Pressure from the Women’s Initiatives for Gender Justice, an NGO based in The Hague, helped bring about justice for victims of sexual violence. The ICC was slow to hand down sexual violence indictments, so the NGO lobbied the prosecution and filed a third-party, “friend of the court” brief asking the judges to request that the prosecution  add such charges.

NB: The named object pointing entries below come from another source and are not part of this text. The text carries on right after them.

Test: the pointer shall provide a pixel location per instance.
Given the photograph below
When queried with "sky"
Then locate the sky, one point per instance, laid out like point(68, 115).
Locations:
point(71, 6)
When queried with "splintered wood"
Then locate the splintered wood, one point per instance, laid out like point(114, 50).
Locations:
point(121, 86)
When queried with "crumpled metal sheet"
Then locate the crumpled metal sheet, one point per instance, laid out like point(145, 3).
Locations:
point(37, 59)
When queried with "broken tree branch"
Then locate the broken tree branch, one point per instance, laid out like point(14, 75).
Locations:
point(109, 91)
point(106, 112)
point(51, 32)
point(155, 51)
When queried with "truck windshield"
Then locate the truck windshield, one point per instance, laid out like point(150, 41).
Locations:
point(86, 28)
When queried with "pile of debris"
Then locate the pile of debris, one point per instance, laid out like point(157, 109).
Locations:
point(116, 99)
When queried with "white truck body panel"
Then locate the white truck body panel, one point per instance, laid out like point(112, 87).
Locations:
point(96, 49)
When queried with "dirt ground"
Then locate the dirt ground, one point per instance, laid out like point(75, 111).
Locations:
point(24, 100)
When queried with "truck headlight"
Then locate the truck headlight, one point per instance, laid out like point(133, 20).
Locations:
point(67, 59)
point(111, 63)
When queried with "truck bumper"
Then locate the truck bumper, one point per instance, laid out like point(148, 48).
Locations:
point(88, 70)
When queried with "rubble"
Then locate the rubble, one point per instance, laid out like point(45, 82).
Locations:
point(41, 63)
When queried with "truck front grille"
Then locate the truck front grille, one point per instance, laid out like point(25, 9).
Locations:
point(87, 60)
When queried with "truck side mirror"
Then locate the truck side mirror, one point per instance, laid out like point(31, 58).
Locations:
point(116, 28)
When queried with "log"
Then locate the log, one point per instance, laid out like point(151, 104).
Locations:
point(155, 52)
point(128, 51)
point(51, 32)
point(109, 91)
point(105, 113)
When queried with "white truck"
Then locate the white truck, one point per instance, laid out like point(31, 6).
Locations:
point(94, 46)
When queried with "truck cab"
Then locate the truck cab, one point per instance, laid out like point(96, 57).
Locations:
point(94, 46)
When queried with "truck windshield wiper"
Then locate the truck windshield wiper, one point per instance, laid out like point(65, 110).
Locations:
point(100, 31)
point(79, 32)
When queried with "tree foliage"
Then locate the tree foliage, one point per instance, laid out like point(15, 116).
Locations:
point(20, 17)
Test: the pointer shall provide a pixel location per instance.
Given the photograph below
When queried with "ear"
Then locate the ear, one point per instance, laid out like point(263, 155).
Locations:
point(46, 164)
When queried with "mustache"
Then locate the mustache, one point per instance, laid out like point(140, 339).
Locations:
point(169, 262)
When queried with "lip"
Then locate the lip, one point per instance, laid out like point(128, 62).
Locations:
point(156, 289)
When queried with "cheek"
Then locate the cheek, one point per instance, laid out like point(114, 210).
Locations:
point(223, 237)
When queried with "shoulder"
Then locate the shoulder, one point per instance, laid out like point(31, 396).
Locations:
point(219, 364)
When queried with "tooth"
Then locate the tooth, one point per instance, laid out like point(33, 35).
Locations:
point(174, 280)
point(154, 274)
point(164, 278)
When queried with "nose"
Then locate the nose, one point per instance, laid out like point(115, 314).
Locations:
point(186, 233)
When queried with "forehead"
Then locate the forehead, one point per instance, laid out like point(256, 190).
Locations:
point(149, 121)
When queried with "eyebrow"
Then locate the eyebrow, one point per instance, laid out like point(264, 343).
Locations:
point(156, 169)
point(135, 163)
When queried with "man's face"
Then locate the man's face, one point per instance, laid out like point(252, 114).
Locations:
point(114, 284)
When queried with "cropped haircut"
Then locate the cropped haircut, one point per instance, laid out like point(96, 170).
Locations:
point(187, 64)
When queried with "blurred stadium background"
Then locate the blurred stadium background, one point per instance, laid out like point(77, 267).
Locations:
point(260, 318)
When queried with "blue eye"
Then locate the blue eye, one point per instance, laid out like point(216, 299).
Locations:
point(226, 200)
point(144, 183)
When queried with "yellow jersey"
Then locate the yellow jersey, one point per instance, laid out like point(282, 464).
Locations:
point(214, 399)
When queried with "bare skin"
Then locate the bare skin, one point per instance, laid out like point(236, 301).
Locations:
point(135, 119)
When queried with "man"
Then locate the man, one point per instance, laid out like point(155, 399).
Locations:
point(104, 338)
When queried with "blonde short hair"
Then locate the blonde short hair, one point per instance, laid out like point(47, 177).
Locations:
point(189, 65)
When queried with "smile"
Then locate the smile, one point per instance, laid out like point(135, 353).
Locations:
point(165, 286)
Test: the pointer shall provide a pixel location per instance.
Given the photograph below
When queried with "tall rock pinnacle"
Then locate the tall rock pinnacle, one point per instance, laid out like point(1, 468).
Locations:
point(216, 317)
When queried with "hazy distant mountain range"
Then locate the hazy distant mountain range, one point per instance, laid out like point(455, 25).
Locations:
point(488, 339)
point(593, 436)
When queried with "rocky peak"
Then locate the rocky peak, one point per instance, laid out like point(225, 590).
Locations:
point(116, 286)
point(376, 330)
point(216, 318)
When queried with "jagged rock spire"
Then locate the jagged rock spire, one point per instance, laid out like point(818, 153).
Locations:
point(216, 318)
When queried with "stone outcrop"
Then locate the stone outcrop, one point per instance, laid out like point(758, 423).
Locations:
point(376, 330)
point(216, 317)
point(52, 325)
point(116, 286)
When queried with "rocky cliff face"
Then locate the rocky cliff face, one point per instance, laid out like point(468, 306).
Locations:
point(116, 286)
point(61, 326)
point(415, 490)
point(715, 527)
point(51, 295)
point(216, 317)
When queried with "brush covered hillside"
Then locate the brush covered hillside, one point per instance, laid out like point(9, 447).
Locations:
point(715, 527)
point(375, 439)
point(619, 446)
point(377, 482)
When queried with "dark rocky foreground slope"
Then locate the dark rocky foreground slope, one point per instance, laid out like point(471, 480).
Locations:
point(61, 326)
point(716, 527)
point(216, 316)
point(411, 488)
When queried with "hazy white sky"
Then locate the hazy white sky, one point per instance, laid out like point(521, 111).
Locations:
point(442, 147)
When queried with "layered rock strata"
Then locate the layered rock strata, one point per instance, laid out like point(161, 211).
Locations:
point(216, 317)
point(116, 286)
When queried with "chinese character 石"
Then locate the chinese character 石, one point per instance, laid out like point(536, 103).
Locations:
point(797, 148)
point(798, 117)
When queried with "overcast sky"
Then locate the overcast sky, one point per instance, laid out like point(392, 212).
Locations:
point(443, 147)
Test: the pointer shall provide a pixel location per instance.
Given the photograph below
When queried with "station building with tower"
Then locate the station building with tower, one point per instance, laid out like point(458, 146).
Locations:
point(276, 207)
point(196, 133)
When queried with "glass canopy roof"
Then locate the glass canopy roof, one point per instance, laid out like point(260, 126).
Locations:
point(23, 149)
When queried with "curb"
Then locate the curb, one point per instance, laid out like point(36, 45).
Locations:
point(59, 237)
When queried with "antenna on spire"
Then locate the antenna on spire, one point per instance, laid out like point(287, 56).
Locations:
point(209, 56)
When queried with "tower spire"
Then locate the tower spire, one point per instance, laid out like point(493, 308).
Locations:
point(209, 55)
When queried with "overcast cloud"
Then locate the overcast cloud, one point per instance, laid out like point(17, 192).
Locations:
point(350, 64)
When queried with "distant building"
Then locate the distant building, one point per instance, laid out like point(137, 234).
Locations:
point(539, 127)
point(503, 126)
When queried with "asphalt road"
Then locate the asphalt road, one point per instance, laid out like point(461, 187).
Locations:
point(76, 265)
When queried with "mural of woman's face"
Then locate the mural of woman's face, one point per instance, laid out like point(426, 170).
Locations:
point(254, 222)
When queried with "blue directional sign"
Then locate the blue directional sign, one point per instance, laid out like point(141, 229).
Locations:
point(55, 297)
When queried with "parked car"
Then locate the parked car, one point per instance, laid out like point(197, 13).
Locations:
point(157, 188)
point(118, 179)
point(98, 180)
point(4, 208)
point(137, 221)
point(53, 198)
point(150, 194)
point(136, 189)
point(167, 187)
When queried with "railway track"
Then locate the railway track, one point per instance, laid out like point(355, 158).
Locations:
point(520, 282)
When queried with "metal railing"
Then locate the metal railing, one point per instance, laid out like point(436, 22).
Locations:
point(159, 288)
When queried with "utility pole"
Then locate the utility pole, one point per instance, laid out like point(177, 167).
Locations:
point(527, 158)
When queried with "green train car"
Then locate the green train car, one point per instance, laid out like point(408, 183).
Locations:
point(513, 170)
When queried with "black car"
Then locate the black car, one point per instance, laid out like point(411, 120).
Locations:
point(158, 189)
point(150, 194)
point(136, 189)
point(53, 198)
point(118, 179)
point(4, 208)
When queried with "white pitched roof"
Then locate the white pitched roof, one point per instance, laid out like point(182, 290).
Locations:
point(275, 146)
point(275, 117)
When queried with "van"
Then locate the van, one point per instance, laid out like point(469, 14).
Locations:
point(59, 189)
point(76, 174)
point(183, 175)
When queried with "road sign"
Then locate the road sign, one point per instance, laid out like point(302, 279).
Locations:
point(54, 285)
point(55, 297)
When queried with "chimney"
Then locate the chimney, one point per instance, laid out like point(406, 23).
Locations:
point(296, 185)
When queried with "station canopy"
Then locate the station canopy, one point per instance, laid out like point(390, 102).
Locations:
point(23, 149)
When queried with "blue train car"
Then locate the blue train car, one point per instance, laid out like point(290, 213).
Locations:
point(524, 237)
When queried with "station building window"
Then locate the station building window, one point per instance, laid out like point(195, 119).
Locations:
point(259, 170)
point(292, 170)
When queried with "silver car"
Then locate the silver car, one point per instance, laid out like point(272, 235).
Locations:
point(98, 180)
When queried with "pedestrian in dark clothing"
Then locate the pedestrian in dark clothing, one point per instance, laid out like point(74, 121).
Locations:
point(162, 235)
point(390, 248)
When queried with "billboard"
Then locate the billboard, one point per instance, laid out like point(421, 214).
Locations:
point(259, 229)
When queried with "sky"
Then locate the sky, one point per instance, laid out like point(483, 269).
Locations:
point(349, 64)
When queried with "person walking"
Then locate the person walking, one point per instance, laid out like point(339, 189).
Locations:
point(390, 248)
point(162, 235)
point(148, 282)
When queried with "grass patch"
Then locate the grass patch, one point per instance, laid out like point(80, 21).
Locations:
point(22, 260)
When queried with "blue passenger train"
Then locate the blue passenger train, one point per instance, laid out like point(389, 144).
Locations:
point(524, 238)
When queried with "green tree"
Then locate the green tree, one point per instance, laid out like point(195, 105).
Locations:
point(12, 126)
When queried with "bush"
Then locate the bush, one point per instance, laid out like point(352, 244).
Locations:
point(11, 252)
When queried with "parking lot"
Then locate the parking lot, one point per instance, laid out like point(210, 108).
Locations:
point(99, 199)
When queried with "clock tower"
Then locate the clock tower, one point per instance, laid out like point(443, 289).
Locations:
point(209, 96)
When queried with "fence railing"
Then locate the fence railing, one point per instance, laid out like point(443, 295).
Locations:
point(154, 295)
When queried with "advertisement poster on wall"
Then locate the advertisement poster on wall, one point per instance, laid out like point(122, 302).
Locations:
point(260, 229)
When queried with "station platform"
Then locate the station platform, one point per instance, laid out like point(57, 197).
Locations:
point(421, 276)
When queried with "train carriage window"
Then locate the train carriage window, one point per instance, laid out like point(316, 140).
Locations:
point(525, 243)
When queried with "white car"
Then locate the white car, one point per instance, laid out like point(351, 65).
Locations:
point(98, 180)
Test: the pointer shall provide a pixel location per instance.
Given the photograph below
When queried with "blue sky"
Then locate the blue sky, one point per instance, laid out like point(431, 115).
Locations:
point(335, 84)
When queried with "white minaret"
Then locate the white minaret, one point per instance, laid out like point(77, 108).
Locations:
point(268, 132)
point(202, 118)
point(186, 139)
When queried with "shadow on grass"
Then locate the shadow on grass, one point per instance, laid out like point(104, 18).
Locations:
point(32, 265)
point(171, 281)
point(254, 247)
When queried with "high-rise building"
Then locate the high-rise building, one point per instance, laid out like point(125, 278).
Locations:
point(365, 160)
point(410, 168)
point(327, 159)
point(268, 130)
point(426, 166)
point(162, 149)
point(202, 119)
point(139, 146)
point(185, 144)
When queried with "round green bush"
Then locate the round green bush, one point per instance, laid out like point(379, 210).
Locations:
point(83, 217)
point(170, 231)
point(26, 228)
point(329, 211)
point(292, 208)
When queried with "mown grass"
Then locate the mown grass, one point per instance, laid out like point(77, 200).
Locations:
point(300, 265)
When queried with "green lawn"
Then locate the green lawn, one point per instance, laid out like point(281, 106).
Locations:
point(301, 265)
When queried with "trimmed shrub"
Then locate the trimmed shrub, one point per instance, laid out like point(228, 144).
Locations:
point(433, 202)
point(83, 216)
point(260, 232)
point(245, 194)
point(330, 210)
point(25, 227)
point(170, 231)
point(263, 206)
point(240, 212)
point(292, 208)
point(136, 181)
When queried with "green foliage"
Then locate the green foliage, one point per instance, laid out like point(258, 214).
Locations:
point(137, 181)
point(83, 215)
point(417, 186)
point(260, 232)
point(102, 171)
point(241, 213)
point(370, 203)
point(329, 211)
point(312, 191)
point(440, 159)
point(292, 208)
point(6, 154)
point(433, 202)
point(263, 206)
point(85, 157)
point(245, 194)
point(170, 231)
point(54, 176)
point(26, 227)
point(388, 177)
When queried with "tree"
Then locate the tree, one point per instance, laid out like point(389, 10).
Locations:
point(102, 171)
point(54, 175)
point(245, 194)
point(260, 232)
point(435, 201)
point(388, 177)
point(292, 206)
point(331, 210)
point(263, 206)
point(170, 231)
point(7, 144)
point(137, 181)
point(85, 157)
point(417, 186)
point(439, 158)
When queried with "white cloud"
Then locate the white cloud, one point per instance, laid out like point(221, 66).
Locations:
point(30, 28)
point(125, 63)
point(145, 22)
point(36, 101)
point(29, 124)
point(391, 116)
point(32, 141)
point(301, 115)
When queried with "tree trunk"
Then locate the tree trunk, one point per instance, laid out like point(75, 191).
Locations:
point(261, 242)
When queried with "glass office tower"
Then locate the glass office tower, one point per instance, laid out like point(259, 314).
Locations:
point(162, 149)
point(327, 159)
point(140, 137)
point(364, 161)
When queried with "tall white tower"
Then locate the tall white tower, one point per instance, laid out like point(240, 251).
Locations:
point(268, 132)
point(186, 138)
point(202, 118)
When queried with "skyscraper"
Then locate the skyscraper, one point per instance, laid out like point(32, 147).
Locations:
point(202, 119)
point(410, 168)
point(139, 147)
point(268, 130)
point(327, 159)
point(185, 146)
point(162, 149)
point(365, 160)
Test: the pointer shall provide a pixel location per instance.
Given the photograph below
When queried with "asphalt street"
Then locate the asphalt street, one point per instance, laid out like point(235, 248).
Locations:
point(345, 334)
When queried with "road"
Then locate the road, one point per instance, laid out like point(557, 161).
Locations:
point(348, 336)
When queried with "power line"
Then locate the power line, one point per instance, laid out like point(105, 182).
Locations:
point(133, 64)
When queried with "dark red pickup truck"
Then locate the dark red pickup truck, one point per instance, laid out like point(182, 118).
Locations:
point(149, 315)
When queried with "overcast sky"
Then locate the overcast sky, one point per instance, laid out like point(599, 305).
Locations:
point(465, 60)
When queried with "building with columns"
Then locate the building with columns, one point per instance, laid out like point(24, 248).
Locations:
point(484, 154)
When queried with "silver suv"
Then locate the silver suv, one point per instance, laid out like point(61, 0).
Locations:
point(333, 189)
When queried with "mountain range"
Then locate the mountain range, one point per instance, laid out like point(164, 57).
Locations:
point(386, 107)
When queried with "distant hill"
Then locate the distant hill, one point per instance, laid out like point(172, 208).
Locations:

In 2012, incoming Prosecutor Fatou Bensouda fully incorporated the NGO’s demands. The Gambian lawyer appointed the NGO’s former executive director to be the ICC’s special gender adviser to the prosecution. Multiple indictments for crimes of rape and sexual slavery followed. In 2016, Jean-Pierre Bemba Gombo’s conviction was the first ICC case to prosecute crimes of sexual violence.

The future relationship 

The ICC to date has 11 situations under investigation, five trials in progress, and nine completed or closed cases — resulting in two convictions and one guilty plea. And it faces immense challenges: Its first case not on the African continent, the withdrawal of or threats to withdraw from several states, and the recent overturning of the conviction against Bemba on appeal.

What’s next for the ICC — and its NGO stewards? It remains to be seen, much like any parent and child, how the relationship will evolve with age. The ICC could forge its own way and fix its deficiencies. It is also possible that civil society groups will continuously hover like the parent that is ready to step back in, ever watchful for failures to remedy.

Heidi Nichols Haddad is an assistant professor of politics at Pomona College and author of “The Hidden Hands of Justice: NGOs, Human Rights, and International Courts” (Cambridge University Press, 2018).